A total of 77 human serum samples obtained from the Department of Arboviruses and Viral Hemorrhagic Fevers (National Reference Laboratory) at Pasteur Institute of Iran were tested with our ELASA. Among 77 sera samples from patients suspected to viral hemorrhagic fevers (VHFs), 49 were confirmed CCHF positive (by both Real Time PCR and antigen ELISA), along with 17 CCHF negative specimens, plus eleven positive Dengue or Chikungunya serum samples. Quantitative Real Time RT-PCR assay32 and Antigen ELISA (CCHFV-Ag-ELISA,VectorBest, Novosibirsk, Russia) test were used to evaluate the presence or absence of CCHFV. The quantification method of real-time RT-PCR were used to determine the copy numbers of CCHFV in clinical samples. The Real-Time RT-PCR FTD DENGUE/CHIK kit (FTD-Dengue/chik-43-64) used to confirm the presence of Dengue and Chikungunya viruses.
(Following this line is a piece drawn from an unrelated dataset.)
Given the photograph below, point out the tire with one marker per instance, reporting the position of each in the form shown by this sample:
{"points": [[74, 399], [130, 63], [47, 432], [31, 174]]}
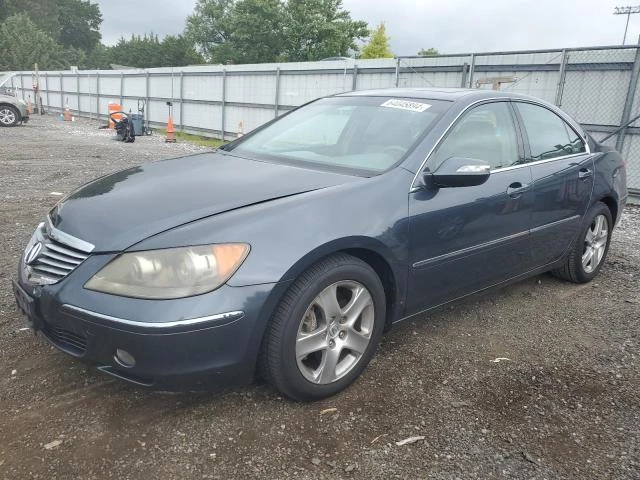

In our ELASA method for each sample, two wells were considered as test and control. Biotinylated Apt33 was added to the test wells and biotinylated primary library was added to the control wells.

Statistical analysis including calculation of sensitivity and specificity and confidence interval was carried out by Chi-sqare test using STATA softwar (version 9.2, Texas, USA).